Não era precisamente uma corporação de primeira ordem a indicada para a importante tarefa de formar as bases da Constituição contava, porém, entre os seus membros, um homem de excepcional inteligência e ilustração, na pessoa de Carneiro de Campos. Como resultado dos trabalhos da comissão, ficou organizado um notável Código de Governo, que foi aceito pelo imperador.

"A forma de governo do império seria monárquica, hereditária, constitucional e representativa. A religião do Estado seria a Católica Apostólica Romana, tolerados, porém, todos os outros credos. Os processos judiciários deveriam ser públicos e deveria existir o direito de habeas corpus e o direito de julgamento por júri. O Poder Legislativo deveria ser exercido pela Assembléia Geral correspondente ao Parlamento Imperial da Grã-Bretanha ou ao Congresso norte-americano. Os senadores seriam eleitos por toda a vida e os deputados por quatro anos. Os presidentes das províncias deveriam ser nomeados pelo imperador. Cada província deveria ter a sua Assembléia Provincial Legislativa, para a decretação das leis legais, sistema de impostos e governo. Os senadores e representantes da Assembléia Geral deveriam ser escolhidos diretamente pelos eleitores; e os eleitores provinciais deveriam ser eleitos pelo sufrágio universal. A imprensa deveria ser livre".

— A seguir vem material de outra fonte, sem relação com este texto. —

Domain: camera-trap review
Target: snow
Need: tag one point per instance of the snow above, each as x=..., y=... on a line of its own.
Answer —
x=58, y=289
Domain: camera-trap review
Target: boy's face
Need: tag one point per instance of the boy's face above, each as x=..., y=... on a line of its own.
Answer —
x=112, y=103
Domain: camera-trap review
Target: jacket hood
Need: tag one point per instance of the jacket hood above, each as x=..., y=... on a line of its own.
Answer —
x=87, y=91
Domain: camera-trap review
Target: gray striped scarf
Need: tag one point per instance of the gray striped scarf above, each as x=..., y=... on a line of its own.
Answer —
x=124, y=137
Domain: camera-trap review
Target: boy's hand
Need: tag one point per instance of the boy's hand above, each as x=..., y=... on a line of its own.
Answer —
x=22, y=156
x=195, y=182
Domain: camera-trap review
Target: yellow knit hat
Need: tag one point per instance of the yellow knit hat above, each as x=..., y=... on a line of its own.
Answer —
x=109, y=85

Naturalmente, não pensava o imperador em promulgar logo esta Constituição; devido, porém, à agitação que lavrava nas províncias e de dia para dia se tornava mais ameaçadora, aproveitou o ensejo oferecido por uma petição da Câmara Municipal do Rio de Janeiro, para que ele se dignasse de adotar a Constituição, conforme fora organizada pela Comissão, e a 24 de março de 1824 fez o juramento da Constituição, declarando aceitá-la e comprometendo-se a defendê-la, respeitando todas as disposições nela contidas.

Este ato do imperador produziu excelente efeito na situação da capital; havia, porém, ainda a contar com sérias manifestações de descontentamento em pontos distantes do território; a mais séria delas foi em Pernambuco, onde um levantamento tomou as proporções de verdadeira revolução, sob a chefia de Manuel Carvalho Paes de Andrada, eleito presidente da província e depois substituído por um dos favoritos do imperador.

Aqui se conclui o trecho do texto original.